Hoparlörün düğmesine basarak müziği kapattı. Ellerini dağınık olan topuzuna geçirdi ve tokayı çıkartarak nemli saçlarının aşağıya düşmesini sağladı. Eliyle saçlarını düzeltip masadan kalktı.

Son bir haftadır yaptığı gibi yeniden yatağına girip uyumaya çalıştı. Gözleri açık uyumayı istiyordu çünkü ne zaman kapatsa gözlerinin önüne Korkut geliyordu.
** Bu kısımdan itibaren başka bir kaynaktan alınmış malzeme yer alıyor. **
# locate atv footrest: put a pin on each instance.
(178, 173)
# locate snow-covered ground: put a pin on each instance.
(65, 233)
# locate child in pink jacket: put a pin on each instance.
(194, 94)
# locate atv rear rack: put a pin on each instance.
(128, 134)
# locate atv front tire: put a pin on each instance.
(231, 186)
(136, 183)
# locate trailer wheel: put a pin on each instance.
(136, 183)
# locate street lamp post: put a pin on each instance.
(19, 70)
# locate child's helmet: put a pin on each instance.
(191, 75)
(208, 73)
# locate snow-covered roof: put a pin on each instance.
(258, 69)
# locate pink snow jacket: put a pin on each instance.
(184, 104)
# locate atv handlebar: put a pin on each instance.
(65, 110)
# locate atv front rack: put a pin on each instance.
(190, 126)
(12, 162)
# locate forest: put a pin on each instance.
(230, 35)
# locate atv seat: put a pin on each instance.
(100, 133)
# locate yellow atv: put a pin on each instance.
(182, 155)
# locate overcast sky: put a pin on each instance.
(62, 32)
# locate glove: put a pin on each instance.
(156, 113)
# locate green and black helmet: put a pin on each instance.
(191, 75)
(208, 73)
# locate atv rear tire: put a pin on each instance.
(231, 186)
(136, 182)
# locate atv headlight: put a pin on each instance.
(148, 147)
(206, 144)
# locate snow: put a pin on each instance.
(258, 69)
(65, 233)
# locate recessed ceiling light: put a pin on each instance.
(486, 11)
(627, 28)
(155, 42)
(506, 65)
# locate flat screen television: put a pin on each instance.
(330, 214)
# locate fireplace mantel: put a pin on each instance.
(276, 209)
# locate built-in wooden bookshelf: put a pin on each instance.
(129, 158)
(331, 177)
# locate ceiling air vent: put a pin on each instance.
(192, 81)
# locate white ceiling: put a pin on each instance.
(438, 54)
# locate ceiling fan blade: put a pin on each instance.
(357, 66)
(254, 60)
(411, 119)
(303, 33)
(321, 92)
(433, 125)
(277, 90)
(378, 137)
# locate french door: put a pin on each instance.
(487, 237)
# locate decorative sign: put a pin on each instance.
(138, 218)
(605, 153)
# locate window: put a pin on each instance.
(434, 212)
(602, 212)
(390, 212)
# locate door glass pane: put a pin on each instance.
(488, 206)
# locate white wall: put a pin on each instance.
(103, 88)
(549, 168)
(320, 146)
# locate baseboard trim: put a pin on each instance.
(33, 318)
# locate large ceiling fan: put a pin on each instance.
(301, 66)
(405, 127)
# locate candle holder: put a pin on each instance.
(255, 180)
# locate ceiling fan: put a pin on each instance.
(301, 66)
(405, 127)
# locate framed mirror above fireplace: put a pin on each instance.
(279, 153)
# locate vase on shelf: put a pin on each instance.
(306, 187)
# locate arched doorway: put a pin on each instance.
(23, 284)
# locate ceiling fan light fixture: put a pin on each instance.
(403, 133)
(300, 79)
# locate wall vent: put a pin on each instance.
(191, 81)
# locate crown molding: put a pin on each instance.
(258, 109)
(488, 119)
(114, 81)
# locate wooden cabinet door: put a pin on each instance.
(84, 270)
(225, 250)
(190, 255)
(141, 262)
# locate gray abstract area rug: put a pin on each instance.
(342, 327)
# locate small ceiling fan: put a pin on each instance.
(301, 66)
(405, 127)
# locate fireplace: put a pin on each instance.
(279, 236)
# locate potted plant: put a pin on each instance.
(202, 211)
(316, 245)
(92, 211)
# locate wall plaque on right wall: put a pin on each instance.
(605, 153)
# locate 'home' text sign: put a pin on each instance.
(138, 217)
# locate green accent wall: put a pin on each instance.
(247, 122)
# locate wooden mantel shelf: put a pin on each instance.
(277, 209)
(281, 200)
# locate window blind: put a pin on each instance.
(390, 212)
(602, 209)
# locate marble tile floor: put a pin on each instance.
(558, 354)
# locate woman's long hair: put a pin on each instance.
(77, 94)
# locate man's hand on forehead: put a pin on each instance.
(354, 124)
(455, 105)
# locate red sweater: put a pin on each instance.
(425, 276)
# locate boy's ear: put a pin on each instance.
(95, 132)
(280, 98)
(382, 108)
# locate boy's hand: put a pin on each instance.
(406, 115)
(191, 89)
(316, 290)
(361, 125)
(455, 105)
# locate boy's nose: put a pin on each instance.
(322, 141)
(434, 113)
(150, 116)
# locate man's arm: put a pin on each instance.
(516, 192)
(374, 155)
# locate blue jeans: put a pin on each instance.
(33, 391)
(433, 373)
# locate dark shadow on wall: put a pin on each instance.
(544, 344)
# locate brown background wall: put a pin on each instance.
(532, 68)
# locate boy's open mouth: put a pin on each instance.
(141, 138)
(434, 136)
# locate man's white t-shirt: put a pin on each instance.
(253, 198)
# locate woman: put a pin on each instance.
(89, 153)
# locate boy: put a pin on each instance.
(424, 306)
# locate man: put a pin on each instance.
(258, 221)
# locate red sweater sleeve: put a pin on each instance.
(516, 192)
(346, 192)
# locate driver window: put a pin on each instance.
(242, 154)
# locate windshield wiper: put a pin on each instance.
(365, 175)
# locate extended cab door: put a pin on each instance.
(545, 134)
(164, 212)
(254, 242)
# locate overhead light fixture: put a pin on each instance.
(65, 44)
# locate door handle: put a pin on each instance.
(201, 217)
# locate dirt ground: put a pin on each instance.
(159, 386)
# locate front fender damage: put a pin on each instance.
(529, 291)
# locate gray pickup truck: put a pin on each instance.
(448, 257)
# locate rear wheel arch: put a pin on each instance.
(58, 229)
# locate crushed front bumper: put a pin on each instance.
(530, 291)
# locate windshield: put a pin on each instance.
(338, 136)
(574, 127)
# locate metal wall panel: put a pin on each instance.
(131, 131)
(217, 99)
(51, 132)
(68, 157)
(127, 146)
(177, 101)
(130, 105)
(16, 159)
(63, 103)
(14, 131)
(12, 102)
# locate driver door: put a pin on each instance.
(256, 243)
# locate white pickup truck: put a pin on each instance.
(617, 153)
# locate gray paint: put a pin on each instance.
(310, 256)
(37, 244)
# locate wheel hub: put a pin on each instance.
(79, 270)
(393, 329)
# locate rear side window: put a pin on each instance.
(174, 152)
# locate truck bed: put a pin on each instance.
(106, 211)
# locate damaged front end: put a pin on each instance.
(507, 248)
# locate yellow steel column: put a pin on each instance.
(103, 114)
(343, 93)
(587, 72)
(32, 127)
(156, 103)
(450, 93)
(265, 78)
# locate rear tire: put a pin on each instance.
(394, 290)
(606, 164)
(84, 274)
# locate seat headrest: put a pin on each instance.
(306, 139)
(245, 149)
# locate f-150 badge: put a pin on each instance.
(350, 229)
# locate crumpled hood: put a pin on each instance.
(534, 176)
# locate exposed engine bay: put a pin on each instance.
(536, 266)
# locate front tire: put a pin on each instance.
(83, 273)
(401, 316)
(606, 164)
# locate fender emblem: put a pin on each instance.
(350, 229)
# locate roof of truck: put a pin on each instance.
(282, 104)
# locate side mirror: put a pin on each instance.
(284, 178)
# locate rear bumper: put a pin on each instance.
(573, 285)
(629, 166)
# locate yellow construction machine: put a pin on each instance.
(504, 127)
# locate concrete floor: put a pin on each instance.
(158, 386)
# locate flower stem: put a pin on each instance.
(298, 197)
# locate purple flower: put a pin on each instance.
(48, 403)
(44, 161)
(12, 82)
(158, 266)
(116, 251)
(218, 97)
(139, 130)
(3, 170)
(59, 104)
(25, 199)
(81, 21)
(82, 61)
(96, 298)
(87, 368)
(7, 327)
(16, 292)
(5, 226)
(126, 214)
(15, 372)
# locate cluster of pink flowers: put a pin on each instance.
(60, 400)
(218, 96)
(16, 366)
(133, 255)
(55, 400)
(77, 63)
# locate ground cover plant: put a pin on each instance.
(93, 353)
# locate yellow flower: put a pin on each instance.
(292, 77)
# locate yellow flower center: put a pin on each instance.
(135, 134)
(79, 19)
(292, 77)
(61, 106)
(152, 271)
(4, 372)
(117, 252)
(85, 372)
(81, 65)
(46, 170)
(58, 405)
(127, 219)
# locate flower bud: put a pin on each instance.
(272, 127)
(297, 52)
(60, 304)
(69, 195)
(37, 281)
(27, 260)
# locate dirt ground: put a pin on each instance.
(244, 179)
Fena aşık olmuşum, diye geçirdi her seferinde. Sonra tekrar bir an geliyordu gözlerine. Korkut'un bu gereksiz soğuk hareketleri.

Defne, kafasını sallayıp yan döndü. Gözlerini yumarak farklı şeyler düşünmeye başladı.

×

Köşeye saklanan adam, elinde ki silahın şarjörünü kontrol etti ve duvardan çıkıp etrafa baktı. Düşmanı burada değildi. Şuanlık.

Dizlerini kırıp pustuğu yerden hızlı ama temkinli adımlarla gözüne çarpan fıçının arkasına saklandı. Tüfeğini bırakıp tabancasını aldığında onun da şarjörünü kontrol etti.

Fıçının üzerinden etrafa baktı ama az önceki yerine göre buradan görüş alanı sınırlıydı. Tabancayı bırakıp tüfeği eline aldı ve ayaklandı. Etrafa baka baka başka bir duvarın arkasına baktı.

Önce kendi arkasını daha sonra ise duvardan çıkıp etrafı inceledi. Neredeydi bu şerefsiz?

"Sürpriz!" diye bağıran Barbaros, pusan adamı arkasından vurdu.

"Hilene sokayım!" diye bağırdı Yasin. Elinde ki oyun kolunu koltuğa fırlattı. "Oynamıyorum amına koyayım!"

"Ağlama!" diye gülerek karşılık verdi Barbaros. Oda kendi oyun kolunu masaya bırakınca ayağa kalkıp kollarını havaya kaldırdı. Parmaklarını şıklatıp omuzlarını hareket ettirdi. "Alayım 5 bin." dedi hala oynarken.

"O 5 bin götüne girsin." dedi Yasin. "Hileyle oyun mu alınır? Nerede adamlığın?"

Barbaros kaşlarını kaldırıp tamamen alaycı bir ifadeye büründü. "Ağlama!" dedi ve ardından gülmeye devam etti.